I understand the temptation to deal now. Leonard is a franchise-changing player himself, and his presence would instantly close the gap with the Warriors. But if L.A. plays its cards perfectly and resists unloading Ingram or Ball in a deal for Leonard now, the team could end up with a core of LeBron, Kawhi, Ingram, and Ball next summer, with secondary pieces like Kyle Kuzma and veteran free agents riding the coattails of a LeBron-led team. Dealing for Leonard makes perfect sense to maximize their years with James, but not if it’s a total overpay. If the Lakers take a power-play route, they can give LeBron something he has never had in his career: a contender that’s built to last.

James has changed basketball several times over in the ways he’s reshaped free agency. Over the past few years, he’s done so by signing short-term contracts that enabled him to retain year-to-year control over his destiny, and we’ve seen the influence in the decision-making of a number of stars since. LeBron’s move to the West tilts the NBA landscape like a seesaw. The Eastern Conference has been unchained. The Celtics and Sixers will have an easier path to the NBA Finals for years to come; Giannis Antetokounmpo could lead the Bucks to the promised land; the Raptors (and Dwane Casey), meanwhile, are thinking his decision came one year too late. And now the Western Conference is more loaded than ever. The cloud James hung over the Eastern Conference this decade will now be felt on every team in the West. Teams on the playoff bubble like the Nuggets, Timberwolves, and Clippers have to be sulking, and suddenly the Rockets, the only worthy opponent the Warriors faced last season, have company.

But the Warriors are still gatekeepers of the West—and the league as a whole. They should be considered favorites even if the Lakers land Leonard. This reality has fans wondering why James would go West when the Sixers presented a better team and an easier Finals path. Aside from the fact this decision has to do with more than just basketball, it’s worth considering that James has taken the opposite path of Kevin Durant, who took an easy route in signing with a 73-win team that nearly beat the Cavaliers in 2016.

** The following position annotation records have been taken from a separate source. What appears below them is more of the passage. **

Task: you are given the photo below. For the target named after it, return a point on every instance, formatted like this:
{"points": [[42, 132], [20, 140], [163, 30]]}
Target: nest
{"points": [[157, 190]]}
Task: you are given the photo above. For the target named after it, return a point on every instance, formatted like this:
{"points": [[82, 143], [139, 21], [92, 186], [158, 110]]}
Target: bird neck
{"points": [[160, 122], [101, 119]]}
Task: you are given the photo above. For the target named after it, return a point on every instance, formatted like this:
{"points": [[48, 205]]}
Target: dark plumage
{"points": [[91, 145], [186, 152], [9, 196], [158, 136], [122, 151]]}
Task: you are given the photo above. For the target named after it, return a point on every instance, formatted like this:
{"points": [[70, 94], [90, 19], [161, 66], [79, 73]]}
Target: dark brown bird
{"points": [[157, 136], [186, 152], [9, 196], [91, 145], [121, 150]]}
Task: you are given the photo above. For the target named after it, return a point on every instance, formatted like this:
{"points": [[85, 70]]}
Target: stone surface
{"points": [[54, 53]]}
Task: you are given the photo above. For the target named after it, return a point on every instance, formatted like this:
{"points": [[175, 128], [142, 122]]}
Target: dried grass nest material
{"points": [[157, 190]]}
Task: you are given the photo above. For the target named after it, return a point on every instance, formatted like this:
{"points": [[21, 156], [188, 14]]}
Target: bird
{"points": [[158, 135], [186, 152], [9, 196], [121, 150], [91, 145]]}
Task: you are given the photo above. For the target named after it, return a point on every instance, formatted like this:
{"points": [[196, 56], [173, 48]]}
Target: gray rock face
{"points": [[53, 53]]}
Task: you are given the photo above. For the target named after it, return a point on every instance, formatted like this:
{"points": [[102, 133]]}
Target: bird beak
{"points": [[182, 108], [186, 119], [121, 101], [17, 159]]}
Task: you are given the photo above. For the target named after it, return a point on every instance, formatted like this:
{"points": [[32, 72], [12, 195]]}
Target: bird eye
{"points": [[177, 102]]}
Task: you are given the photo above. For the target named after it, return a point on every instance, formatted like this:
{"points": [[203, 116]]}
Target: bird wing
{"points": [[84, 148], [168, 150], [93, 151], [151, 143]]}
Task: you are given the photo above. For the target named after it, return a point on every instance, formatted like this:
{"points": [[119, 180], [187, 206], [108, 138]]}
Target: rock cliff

James is going to a young, raw roster that hasn’t made the playoffs for five seasons. If James brings the Lakers back and starts a new era of glory days in Los Angeles, it’s another notch in his column for the GOAT argument. If LeBron wins a title or titles in Los Angeles, it’d mean that his team toppled the so-called inevitable Warriors dynasty in the most loaded conference in league history and then took down a formidable opponent in the East: Likely either the young, hungry Sixers or a Celtics team helmed by his former teammate in Kyrie Irving. The first major arc of LeBron’s career was defined by his losses to the Boston Celtics; over the years he’s reversed his fate against the storied franchise completely. Now, he has the chance to end his career as part of a greater chapter of the league’s most historic rivalry.

The Lakers ultimately provide LeBron with a world of upside: the chance to win another title with his third team in a new conference in a new era while guiding the most popular basketball franchise in the world back to the top of the league. L.A.’s implications on LeBron’s legacy far exceeds anything else he would have achieved in any other city. LeBron won’t catch the ghost he’s chasing without taking a risk. This is it.